Cells were plated onto 10-cm dishes, maintained in serum-free medium for 24 hr, and then transfected for an additional 24 hr before treatments using Fugene6. The short hairpin (sh) RNA constructs to knock down the expression of GPER
and the unrelated shRNA control construct have been described previously (Pandey et al. 2009
Wound-healing assay. CAFs were seeded into 12-well plates in regular growth medium. When at 70% to 80% confluency, the cells were transfected with shGPER using Fugene6 reagent for 24 hr. Transfected cells were washed once, medium was replaced with 2.5% charcoal-stripped FBS, and cells were treated. We then used a p200 pipette tip to scratch the cell monolayer. In experiments performed using conditioned medium, CAFs were plated into 12-well plates and transfected with 500 ng shRNA control plasmid or shGPER or shCTGF plasmids using Fugene6, as recommended by the manufacturer. After 24 hr, CAFs were treated with 1 μM BPA, and the conditioned medium was collected and filtered through a sterile nonpyrogenic 0.2 μm filter. The conditioned medium obtained was added to subconfluent SKBR3 cells, and a series of scratches were made using a p200 pipette tip. We evaluated cell migration in three independent experiments after 48 hr of treatment; data are expressed as a percentage of cells in the wound area upon treatment compared with cells receiving vehicle.

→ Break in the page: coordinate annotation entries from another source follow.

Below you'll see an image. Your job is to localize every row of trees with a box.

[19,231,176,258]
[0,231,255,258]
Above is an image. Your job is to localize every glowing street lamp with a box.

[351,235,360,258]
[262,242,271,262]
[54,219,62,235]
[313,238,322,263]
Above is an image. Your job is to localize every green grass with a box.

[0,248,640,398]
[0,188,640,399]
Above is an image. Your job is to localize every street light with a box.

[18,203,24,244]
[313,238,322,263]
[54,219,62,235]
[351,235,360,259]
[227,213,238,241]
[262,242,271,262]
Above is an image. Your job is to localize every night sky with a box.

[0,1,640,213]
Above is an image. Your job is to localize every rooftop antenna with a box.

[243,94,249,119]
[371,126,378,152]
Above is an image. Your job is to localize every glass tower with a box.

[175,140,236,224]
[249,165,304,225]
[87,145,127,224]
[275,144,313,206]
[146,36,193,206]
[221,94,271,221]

Proliferation assay. SKBR3 cells and CAFs were seeded in 24-well plates in regular growth medium. After cells attached, they were washed, incubated in medium containing 2.5% charcoal-stripped FBS, and transfected with 500 ng shGPER or control shRNA plasmids using Fugene6 reagent. After 24 hr, cells were treated with 1 μM BPA, and the transfection and treatment were renewed every 2 days. We counted the cells using the COUNTESS automated cell counter (Invitrogen) following the manufacturer’s recommendations.
Statistical analysis. For statistical analysis, we used analysis of variance followed by Newman-Keuls testing to determine differences in means. p-Values < 0.05 are considered statistically significant.